Pendant que le nordiste a bouclé son étape dans le top 10 avec un retard de 10'21, Sam Sunderland n'a pas amusé le terrain et a frappé fort. Comme prévu !

"J'imaginais bien que ça allait attaquer très fort", confirme Adrien van Beveren. "Comme je le disais hier, c'était super de prendre la tête mais en même temps je savais qu'il fallait garder beaucoup de sang-froid et c'est ce que je fais. Je suis content de ma journée, je n'ai pas fait de faute, la navigation n'était pas si difficile, mais j'essaie d'être concentré car il suffit d'une note où ça se perd. Après, je suis content, je garde le même état d'esprit, j'espère continuer à faire le moins de fautes possible jusqu'au bout."

Sunderland s'attend à "être puni" mardi

Sam Sunderland, lui, a illustré à lui seul cette particularité de plus en plus fréquente dans la catégorie, où les excellentes journées succèdent aux mauvaises, et vice versa. Le tout sur un parcours qui a fait entrer le rallye dans une nouvelle région, en mettant cap au sud.

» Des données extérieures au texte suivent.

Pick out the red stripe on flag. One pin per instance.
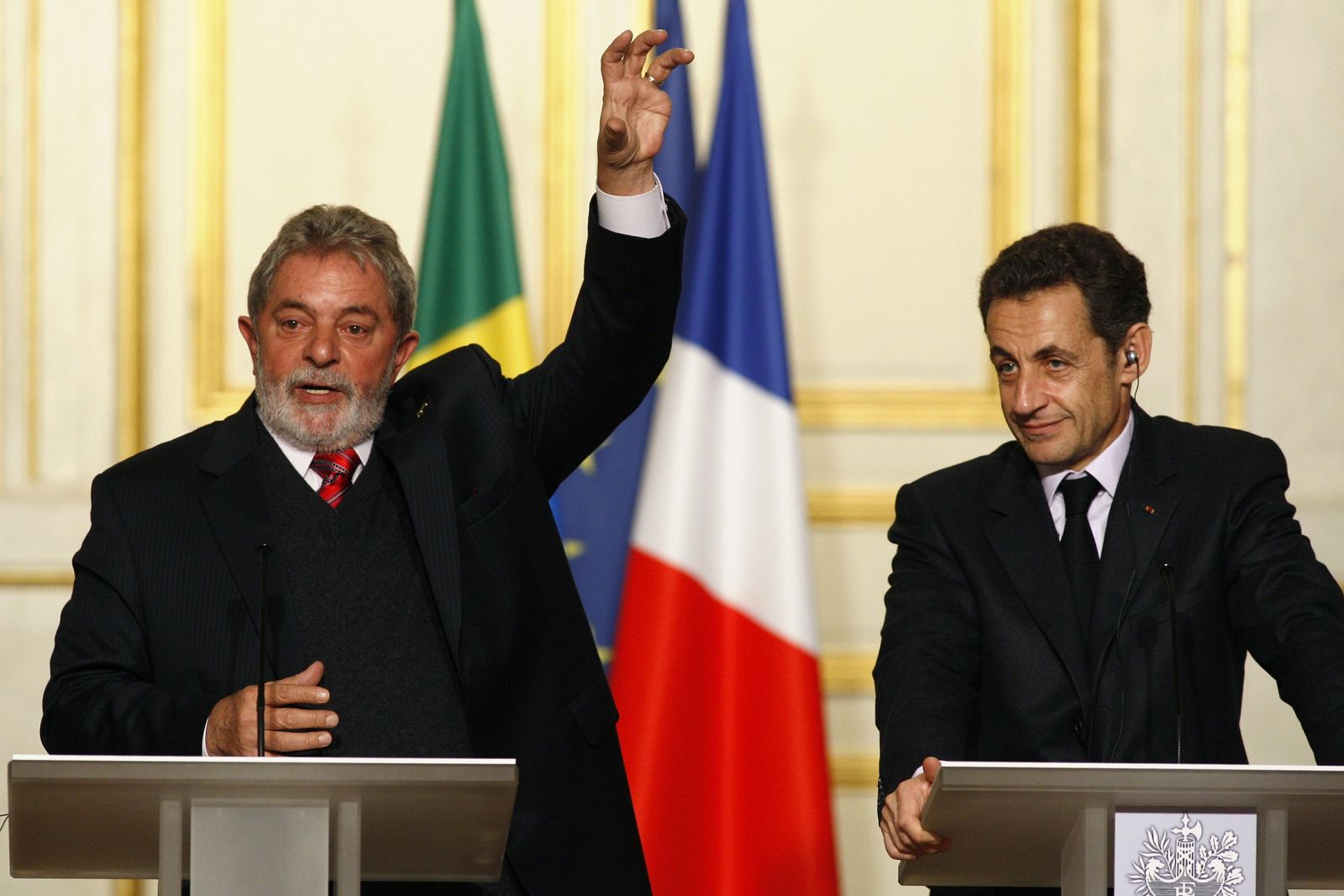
(721, 727)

"Il semble que l’on ait changé de région, le type de terrain n’est plus le même, aujourd’hui on a eu beaucoup de sable et une navigation difficile entre les canyons, ce n’était pas facile de prendre le bon, et il fallait faire 300-400 mètres avant de se rendre compte que c’était la mauvaise direction", détaille-t-il. "Il fallait vraiment prendre son temps, bien suivre le cap, la distance… Les gars qui ont ouvert ont fait un super travail."

"Honnêtement j’ai tout donné aujourd’hui pour essayer de reprendre du temps. J’ai chuté quelque fois dans les dunes ce matin et je me suis un peu calmé après le ravitaillement. La course est très serrée cette année, c’est difficile pour nous les pilotes car c’est un peu les montagnes russes au niveau émotionnel. Hier, j’étais au fond après une journée difficile, mais il faut rester calme et prendre les jours comme ils viennent. Demain, après la gloire de la victoire du jour je vais être puni en ouvrant. Mais la règle est la même pour tous et celui qui veut gagner la course doit parfois gagner des spéciales."